You send it out to your agent or editor, certain socks will be blown off clear to Topeka, you sleep good that night, secure. Two weeks later, a letter arrives. “Cut 12,000 words,” it says.

WTF? you think. You’ve already cut as much of the story as humanly possible. It’s been parboiled within an inch of its life. Goof with it any further, and the whole thing will fall apart.

Nah. Take some Advil with a Cuervo chaser and pull up a chair, mon amie. Perhaps my experience will be instructive.

I’ve been blessed with an agent who had once been an editor at a major publishing house. That’s why I like her. She points out what needs to be pointed out. Without fail, she put the big red pen around the passages of introspection. “Cut here,” she said. “You’ve already revealed this in dialogue or action. No need to have your characters think it, too.”

She was so right. As a reader, I routinely skip long-winded passages that meander in the character’s minds. As a writer, I love ’em. Every rhetorical urp from my character enthralls me. But here’s the thing. No one else cares. The reader wants to get the story from the action and dialogue, and will tolerate introspection in small doses.

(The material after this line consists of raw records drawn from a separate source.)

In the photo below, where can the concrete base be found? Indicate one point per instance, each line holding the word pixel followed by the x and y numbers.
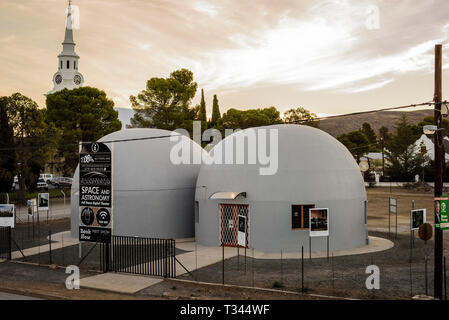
pixel 121 283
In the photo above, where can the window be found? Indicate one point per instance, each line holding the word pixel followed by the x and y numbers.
pixel 300 216
pixel 197 212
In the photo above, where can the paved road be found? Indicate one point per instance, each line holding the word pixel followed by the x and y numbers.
pixel 10 296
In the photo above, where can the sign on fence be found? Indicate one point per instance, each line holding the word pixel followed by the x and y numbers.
pixel 43 201
pixel 417 218
pixel 319 222
pixel 95 192
pixel 7 213
pixel 442 213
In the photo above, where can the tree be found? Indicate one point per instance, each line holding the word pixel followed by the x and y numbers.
pixel 242 119
pixel 301 116
pixel 356 142
pixel 203 113
pixel 8 162
pixel 165 103
pixel 82 114
pixel 403 163
pixel 369 132
pixel 34 140
pixel 216 115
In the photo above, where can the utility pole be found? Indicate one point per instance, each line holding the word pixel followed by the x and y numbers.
pixel 438 254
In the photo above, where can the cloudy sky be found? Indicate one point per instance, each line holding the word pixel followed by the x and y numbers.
pixel 331 57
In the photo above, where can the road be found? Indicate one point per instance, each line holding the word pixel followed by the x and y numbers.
pixel 11 296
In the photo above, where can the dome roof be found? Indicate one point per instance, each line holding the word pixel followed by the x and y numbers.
pixel 311 165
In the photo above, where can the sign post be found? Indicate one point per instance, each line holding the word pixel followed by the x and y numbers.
pixel 319 224
pixel 95 194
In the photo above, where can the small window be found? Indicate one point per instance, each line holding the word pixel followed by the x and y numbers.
pixel 197 212
pixel 300 216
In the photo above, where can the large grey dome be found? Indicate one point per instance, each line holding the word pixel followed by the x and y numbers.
pixel 152 197
pixel 313 169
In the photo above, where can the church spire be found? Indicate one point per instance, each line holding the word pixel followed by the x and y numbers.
pixel 68 39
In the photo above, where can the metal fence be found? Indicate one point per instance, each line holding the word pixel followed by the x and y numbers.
pixel 145 256
pixel 5 243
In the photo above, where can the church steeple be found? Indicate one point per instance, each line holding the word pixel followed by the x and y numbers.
pixel 68 75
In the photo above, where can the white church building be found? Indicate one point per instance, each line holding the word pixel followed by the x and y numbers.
pixel 67 76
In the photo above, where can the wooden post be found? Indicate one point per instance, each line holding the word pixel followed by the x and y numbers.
pixel 439 159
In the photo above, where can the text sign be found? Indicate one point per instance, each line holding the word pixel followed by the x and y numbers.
pixel 442 213
pixel 95 193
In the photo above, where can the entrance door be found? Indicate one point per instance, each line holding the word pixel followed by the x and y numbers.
pixel 234 225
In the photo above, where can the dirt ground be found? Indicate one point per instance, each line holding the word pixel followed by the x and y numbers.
pixel 402 268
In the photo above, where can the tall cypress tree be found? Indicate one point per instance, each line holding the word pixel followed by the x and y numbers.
pixel 215 112
pixel 7 156
pixel 203 116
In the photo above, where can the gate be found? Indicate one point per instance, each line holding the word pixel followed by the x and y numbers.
pixel 145 256
pixel 5 243
pixel 230 214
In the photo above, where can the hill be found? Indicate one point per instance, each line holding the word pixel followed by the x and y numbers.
pixel 338 126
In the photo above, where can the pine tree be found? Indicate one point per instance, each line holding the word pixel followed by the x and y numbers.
pixel 202 115
pixel 215 112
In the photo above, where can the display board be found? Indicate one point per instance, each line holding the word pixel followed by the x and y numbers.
pixel 7 215
pixel 442 213
pixel 95 192
pixel 43 201
pixel 319 222
pixel 417 218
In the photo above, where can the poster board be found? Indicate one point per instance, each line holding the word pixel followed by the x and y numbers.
pixel 31 206
pixel 319 222
pixel 7 215
pixel 95 185
pixel 417 218
pixel 441 206
pixel 43 201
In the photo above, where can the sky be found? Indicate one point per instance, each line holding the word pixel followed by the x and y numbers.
pixel 331 57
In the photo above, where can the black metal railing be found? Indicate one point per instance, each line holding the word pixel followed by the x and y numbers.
pixel 145 256
pixel 5 243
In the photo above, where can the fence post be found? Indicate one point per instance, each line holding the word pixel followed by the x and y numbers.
pixel 49 244
pixel 9 243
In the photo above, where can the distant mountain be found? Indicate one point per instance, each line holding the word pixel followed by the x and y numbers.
pixel 124 115
pixel 338 126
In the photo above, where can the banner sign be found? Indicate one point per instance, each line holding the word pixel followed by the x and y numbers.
pixel 417 218
pixel 7 213
pixel 43 201
pixel 319 222
pixel 442 213
pixel 393 205
pixel 95 192
pixel 31 204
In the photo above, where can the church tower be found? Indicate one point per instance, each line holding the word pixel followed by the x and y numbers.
pixel 67 75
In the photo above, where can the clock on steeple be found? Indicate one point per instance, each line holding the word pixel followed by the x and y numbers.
pixel 67 75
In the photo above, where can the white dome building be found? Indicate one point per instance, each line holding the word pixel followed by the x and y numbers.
pixel 152 197
pixel 313 170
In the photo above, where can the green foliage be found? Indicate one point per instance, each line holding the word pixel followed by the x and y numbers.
pixel 82 114
pixel 202 113
pixel 164 104
pixel 403 164
pixel 216 115
pixel 7 154
pixel 34 140
pixel 242 119
pixel 356 142
pixel 301 116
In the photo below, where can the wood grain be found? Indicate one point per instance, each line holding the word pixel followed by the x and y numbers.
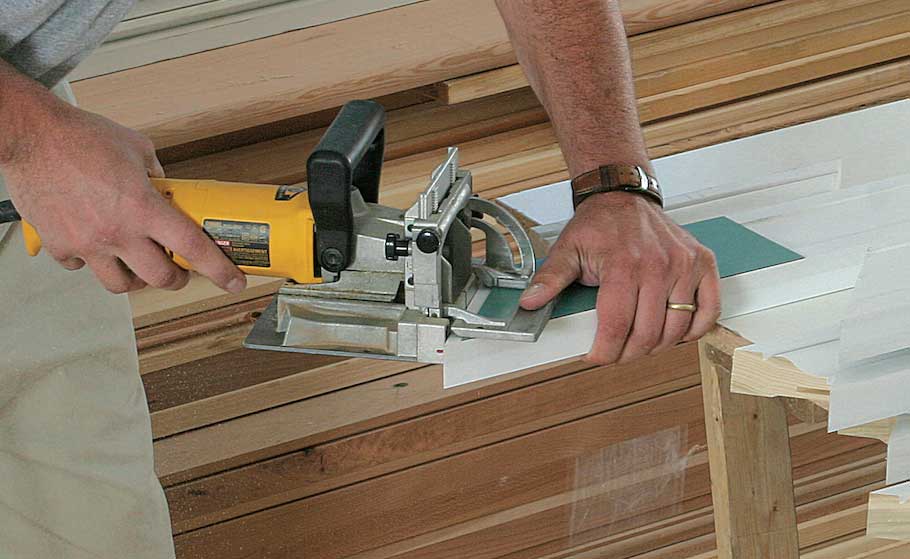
pixel 749 451
pixel 240 86
pixel 333 464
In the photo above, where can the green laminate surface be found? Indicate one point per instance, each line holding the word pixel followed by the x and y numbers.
pixel 738 250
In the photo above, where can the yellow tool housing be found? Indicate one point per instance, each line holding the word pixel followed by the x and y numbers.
pixel 263 235
pixel 266 230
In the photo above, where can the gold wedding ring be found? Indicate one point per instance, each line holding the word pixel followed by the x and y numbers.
pixel 682 307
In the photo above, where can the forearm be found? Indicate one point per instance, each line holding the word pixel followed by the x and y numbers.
pixel 24 106
pixel 576 57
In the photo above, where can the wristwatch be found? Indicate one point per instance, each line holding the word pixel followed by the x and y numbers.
pixel 618 177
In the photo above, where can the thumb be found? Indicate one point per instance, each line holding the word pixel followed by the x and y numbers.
pixel 559 270
pixel 153 166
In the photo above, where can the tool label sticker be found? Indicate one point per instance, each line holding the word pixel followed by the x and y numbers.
pixel 246 243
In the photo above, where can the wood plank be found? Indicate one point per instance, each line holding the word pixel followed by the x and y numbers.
pixel 172 101
pixel 222 374
pixel 525 521
pixel 202 26
pixel 409 131
pixel 718 47
pixel 369 454
pixel 305 382
pixel 782 75
pixel 519 471
pixel 889 513
pixel 749 452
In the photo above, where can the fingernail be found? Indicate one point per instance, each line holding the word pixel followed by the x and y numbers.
pixel 532 291
pixel 237 285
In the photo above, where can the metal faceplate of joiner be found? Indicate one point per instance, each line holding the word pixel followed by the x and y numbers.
pixel 411 281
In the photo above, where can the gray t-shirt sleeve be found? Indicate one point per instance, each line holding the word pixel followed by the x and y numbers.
pixel 46 39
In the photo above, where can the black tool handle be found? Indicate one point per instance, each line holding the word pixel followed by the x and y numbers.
pixel 8 213
pixel 348 156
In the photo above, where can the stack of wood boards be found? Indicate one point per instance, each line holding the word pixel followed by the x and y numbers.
pixel 280 455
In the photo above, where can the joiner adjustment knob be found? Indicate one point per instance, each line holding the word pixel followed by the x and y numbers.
pixel 395 246
pixel 427 241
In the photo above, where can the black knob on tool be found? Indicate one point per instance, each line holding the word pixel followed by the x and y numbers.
pixel 427 241
pixel 395 246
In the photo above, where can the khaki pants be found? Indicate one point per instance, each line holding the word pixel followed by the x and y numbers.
pixel 76 471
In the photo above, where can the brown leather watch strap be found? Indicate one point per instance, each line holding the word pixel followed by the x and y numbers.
pixel 616 178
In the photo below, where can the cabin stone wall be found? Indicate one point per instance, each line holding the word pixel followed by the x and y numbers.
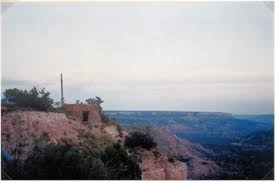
pixel 76 111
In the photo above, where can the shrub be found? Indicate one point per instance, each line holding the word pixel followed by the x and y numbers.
pixel 139 139
pixel 64 161
pixel 120 166
pixel 36 99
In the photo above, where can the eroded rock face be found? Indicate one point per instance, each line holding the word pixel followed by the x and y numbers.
pixel 156 167
pixel 28 127
pixel 198 164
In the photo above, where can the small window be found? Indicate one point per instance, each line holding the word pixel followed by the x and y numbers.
pixel 85 115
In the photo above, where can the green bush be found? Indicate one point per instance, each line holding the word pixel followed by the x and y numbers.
pixel 120 166
pixel 139 139
pixel 64 161
pixel 34 98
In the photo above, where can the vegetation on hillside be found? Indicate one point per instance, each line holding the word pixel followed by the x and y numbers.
pixel 33 98
pixel 65 161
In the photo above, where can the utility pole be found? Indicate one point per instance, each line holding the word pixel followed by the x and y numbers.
pixel 61 82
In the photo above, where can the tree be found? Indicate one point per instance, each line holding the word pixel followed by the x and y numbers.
pixel 120 166
pixel 66 161
pixel 34 98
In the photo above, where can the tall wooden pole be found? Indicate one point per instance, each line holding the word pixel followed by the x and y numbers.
pixel 61 82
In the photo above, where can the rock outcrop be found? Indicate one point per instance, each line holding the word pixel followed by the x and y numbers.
pixel 21 130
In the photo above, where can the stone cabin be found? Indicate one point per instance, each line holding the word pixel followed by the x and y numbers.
pixel 87 113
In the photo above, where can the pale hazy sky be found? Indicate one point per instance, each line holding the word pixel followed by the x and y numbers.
pixel 144 56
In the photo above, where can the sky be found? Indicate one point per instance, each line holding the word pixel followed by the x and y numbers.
pixel 144 56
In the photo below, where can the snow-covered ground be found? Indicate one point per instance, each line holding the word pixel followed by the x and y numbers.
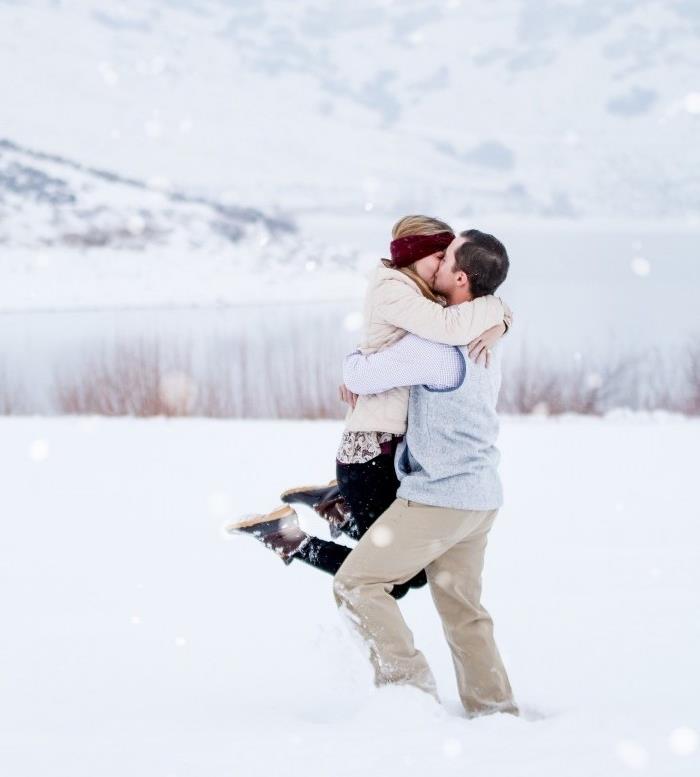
pixel 138 640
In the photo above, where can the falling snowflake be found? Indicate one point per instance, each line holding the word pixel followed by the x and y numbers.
pixel 220 503
pixel 108 73
pixel 178 391
pixel 153 128
pixel 353 321
pixel 683 741
pixel 41 261
pixel 691 103
pixel 39 450
pixel 594 380
pixel 451 748
pixel 382 536
pixel 640 266
pixel 443 578
pixel 632 754
pixel 135 225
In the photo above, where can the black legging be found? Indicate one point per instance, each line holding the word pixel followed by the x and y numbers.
pixel 368 490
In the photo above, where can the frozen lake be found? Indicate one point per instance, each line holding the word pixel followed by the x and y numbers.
pixel 588 294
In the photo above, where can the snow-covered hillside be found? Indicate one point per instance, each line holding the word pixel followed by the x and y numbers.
pixel 528 107
pixel 138 641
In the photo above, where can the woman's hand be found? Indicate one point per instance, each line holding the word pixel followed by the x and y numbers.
pixel 347 396
pixel 480 348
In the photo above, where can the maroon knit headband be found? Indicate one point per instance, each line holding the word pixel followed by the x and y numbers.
pixel 409 249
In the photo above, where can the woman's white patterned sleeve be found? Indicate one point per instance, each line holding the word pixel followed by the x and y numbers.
pixel 409 362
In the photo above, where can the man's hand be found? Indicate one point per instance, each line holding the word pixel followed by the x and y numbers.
pixel 507 314
pixel 347 396
pixel 480 347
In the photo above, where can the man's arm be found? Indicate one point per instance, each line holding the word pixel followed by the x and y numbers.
pixel 409 362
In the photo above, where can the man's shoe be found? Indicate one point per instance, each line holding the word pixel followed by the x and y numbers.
pixel 279 531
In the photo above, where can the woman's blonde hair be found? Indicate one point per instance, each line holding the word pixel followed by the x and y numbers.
pixel 419 225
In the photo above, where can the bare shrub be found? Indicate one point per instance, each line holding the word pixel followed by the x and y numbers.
pixel 133 379
pixel 296 376
pixel 12 395
pixel 691 405
pixel 545 386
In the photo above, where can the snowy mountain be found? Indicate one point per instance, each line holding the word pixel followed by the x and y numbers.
pixel 525 107
pixel 47 200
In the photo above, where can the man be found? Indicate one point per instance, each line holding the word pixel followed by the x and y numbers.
pixel 448 498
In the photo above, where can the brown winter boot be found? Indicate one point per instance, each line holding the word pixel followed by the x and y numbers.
pixel 324 500
pixel 279 531
pixel 310 495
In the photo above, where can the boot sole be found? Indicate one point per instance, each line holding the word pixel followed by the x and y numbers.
pixel 307 489
pixel 257 520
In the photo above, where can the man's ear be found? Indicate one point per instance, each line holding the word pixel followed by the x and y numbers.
pixel 461 278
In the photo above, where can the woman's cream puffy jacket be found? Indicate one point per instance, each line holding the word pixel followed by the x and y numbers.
pixel 394 305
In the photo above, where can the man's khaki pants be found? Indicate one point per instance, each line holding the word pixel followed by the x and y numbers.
pixel 449 545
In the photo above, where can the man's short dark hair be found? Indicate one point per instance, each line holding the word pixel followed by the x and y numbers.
pixel 484 260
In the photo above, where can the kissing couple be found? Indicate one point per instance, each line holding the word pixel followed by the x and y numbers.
pixel 417 480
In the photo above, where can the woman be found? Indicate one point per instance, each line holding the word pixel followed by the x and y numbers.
pixel 399 300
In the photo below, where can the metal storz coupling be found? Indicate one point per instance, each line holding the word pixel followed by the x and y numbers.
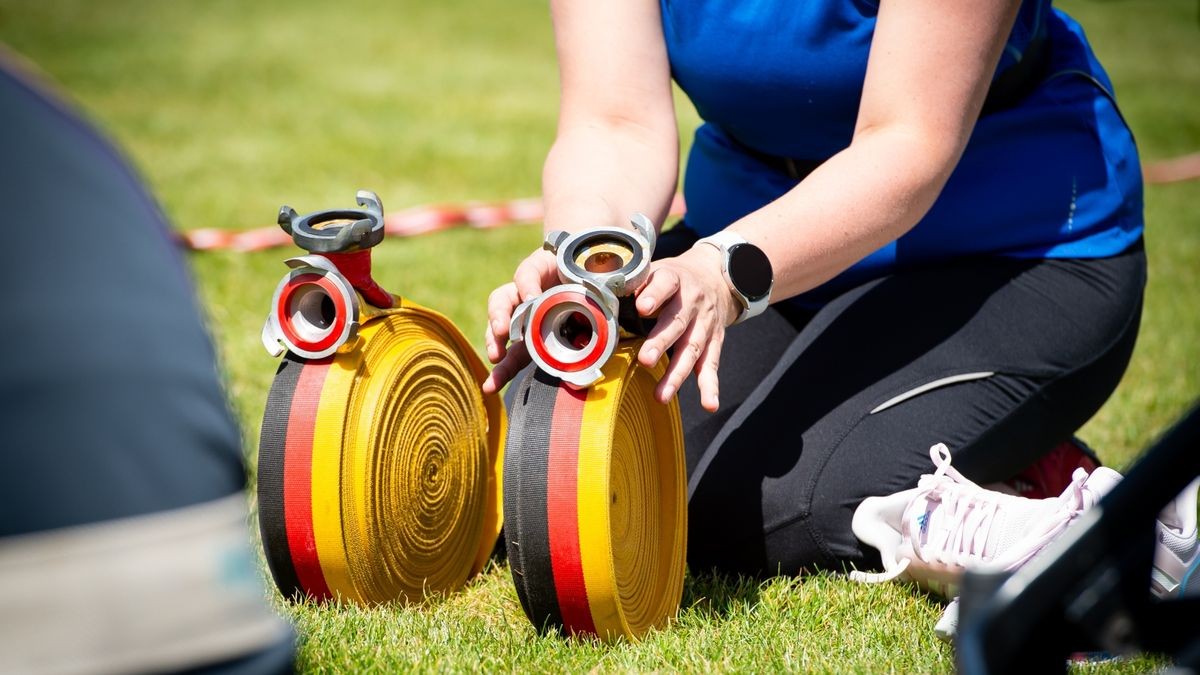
pixel 571 329
pixel 316 308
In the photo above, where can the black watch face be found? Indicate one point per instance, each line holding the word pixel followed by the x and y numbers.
pixel 750 270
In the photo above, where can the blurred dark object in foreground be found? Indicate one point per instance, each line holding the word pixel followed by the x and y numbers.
pixel 1090 590
pixel 124 538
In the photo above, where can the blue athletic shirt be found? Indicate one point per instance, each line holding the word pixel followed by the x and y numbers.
pixel 1051 174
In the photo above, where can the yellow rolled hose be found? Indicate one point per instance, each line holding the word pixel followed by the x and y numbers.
pixel 379 465
pixel 595 501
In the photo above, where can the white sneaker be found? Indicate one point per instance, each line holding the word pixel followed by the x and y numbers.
pixel 1176 557
pixel 1177 551
pixel 933 532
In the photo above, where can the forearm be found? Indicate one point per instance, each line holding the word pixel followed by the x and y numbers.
pixel 859 199
pixel 599 173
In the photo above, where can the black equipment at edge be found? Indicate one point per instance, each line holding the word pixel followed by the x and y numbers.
pixel 1090 590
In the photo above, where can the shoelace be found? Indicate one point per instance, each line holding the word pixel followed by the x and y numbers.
pixel 959 527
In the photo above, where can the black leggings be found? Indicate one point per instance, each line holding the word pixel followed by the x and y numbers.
pixel 999 358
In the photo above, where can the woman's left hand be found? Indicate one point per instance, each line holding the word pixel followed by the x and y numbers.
pixel 694 306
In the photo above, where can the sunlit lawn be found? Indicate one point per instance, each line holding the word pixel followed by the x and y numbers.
pixel 233 108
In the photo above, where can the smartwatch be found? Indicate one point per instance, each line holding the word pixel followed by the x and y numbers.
pixel 747 272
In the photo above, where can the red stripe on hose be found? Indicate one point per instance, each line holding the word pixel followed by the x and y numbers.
pixel 562 511
pixel 298 479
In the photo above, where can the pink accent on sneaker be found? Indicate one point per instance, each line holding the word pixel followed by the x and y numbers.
pixel 933 532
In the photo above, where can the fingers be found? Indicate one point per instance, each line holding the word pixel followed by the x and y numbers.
pixel 499 312
pixel 534 274
pixel 507 369
pixel 675 318
pixel 706 372
pixel 660 287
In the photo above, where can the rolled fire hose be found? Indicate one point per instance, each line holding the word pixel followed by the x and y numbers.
pixel 594 478
pixel 378 472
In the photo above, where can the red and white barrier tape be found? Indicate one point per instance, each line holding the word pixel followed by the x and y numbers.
pixel 486 215
pixel 420 220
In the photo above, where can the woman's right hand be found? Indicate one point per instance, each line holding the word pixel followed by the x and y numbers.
pixel 533 275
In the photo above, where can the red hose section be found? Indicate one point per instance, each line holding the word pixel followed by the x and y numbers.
pixel 298 479
pixel 409 222
pixel 562 511
pixel 357 269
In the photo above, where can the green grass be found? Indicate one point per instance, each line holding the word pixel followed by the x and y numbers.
pixel 233 108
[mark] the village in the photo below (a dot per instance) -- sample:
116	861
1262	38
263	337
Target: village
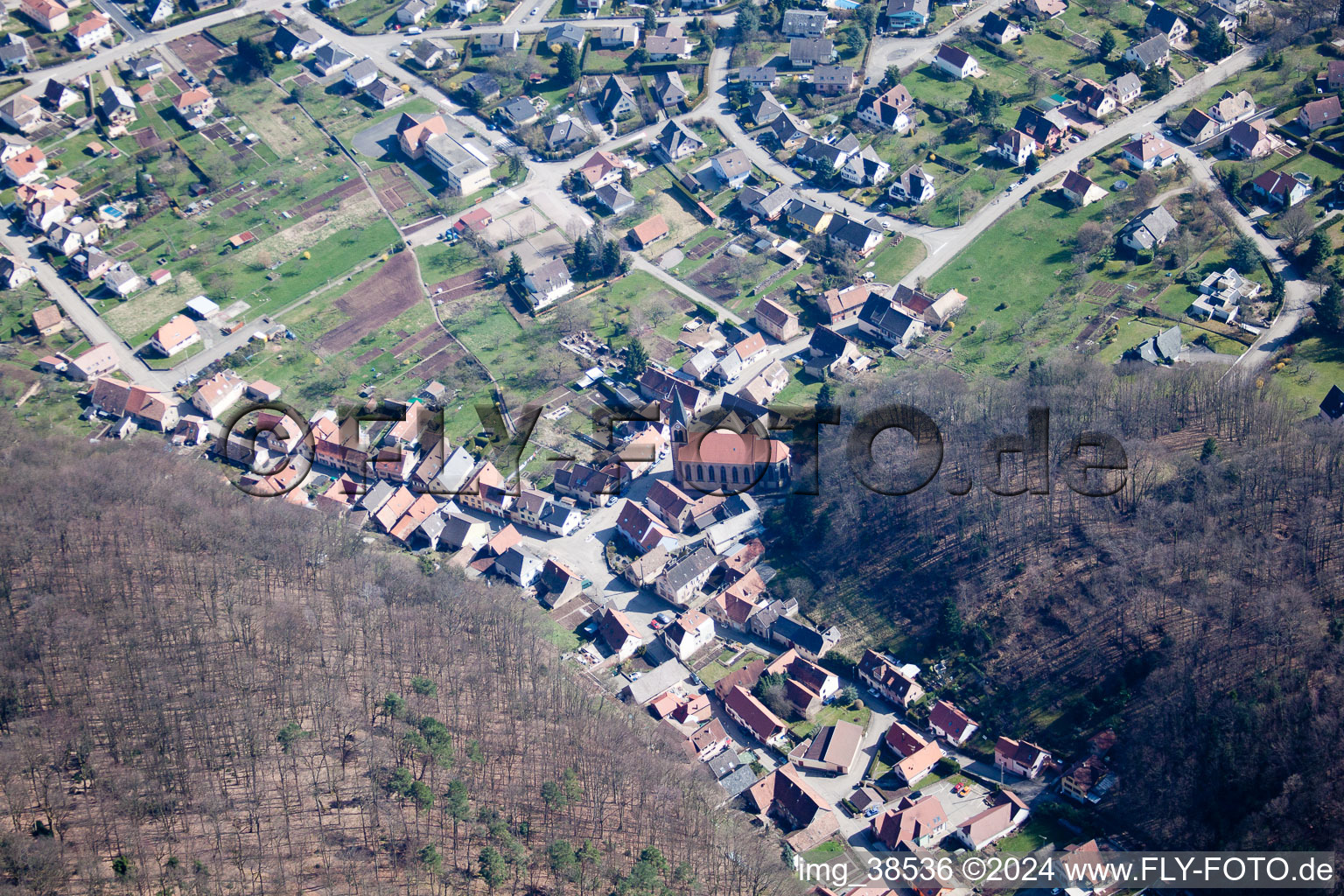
571	263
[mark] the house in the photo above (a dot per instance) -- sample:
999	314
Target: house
642	529
1080	190
1016	147
1125	89
804	23
889	680
1214	17
886	321
691	632
614	198
47	320
776	321
97	361
1020	757
1319	113
519	566
958	63
47	15
296	42
1007	815
57	95
1233	108
22	113
25	167
1095	100
14	52
675	143
1148	152
906	14
1153	52
832	80
15	273
920	822
667	89
680	582
483	87
830	352
619	633
948	722
890	110
385	93
411	12
218	394
760	77
1045	8
330	60
710	461
518	112
914	186
564	135
564	34
122	280
547	284
1088	780
754	717
1164	22
667	42
858	236
89	32
616	100
649	231
762	108
789	132
1278	190
619	38
732	167
175	336
805	52
499	43
193	105
1196	128
999	29
800	810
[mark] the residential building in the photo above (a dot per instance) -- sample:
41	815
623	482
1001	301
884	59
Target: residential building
914	186
1320	113
776	321
890	110
906	14
920	822
1274	188
832	80
1164	22
999	29
1080	190
1150	52
175	336
956	62
805	52
1020	757
948	722
1148	152
754	717
89	32
889	680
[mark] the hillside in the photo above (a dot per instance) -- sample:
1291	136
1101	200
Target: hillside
215	693
1196	609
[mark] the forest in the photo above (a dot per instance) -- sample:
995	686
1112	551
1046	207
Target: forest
203	692
1196	609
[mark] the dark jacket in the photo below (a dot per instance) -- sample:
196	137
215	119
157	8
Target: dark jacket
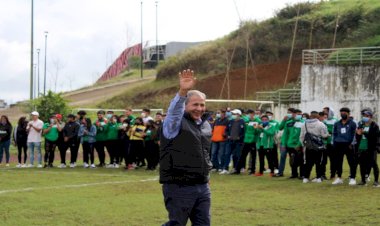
241	131
5	132
348	136
185	158
371	136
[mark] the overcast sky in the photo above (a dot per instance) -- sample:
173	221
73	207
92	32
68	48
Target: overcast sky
86	36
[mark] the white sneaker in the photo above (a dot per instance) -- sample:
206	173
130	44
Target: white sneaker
352	182
63	165
337	181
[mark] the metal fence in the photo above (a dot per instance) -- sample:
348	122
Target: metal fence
281	96
349	56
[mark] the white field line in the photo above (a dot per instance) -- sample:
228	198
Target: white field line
75	185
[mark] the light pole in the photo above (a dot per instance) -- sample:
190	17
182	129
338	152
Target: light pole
31	53
45	63
38	72
157	52
142	54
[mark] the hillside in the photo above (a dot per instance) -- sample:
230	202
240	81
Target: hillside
325	24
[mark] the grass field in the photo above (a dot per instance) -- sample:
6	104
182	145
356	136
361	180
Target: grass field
118	197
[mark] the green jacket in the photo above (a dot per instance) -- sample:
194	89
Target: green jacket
249	134
101	130
113	131
265	137
291	136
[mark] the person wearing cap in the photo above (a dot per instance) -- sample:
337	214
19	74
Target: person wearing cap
366	137
343	139
291	139
249	145
50	130
70	137
184	156
101	137
34	129
235	135
283	151
218	140
329	152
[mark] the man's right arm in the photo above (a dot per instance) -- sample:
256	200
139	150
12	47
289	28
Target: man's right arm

Granted, a handful of writers have the talent for writing entire books of introspection. That’s why Alice Hoffman has her place in our Must Reads. But for the most part, introspection is the psychological equivalent of description. It reads slow. It bogs up the action. Chances are, you’ve already said what your characters are thinking somewhere else, or perhaps you should have made the passage dialogue in the first place.

Take a look at your current wip. Any chunks of fat that can go?